Participants received and studied institute texts that included:  All That She Carried by Tiya Miles; The Fire Next Time by James Baldwin; Turtle Island: The Story of North American’s First People by Eldon Yellowhorn and Kathy Lowinger. Participants also studied excerpts from The Supreme Court: The Personalities and Rivalries that Defined America by Jeffrey Rosen, How the World is Passed; A Reckoning with the History of Slavery Across America by Clint Smith, and The 1619 Project edited by Nikole Hannah-Jones.


Here is what some of our attendees had to say about their experience:


“I look forward to attending these seminars every year – and although I come

about every other year, I have never been disappointed. This year included.

Everything was amazing. I felt well taken care of (appreciate the mini Swedish

Fish), well fed (oh my gosh those brownies), well instructed, inspired and

energized. Everything was great.”


“The IHC created an extraordinary experience for scholars and teachers alike.
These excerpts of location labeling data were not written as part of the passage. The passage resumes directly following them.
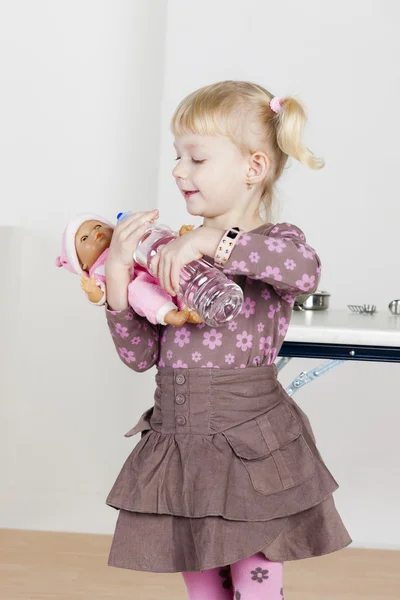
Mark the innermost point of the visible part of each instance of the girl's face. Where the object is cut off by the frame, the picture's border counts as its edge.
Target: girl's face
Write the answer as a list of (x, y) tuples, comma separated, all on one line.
[(211, 174)]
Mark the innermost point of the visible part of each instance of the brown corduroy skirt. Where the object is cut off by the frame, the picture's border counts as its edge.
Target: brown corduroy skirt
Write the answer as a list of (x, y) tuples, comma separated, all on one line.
[(226, 466)]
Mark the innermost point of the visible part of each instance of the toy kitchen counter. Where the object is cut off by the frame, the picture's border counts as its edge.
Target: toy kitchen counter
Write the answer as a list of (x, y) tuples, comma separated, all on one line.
[(339, 335)]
Every need was considered both before the institute as well as during. If

feedback was given of something that needed done, it happened immediately.

There was a definite sense that the staff would do anything to make the

participants as comfortable and accommodated as possible…I can’t say enough about how impressed I was by the conference. Well done”!


I really appreciate how friendly, thoughtful, and helpful the staff at the IHC are. The scholars, too. It’s a great week of learning and connecting with my peers. Thank you for making it such a good experience year after year.


The diversity of speakers was wonderful. The variety of media presentations, small group activities, and large group presentations was wonderful.


I loved that the scholars were willing to interact with us outside of class. It was great to talk to them one on one. It showed that they really care about teachers.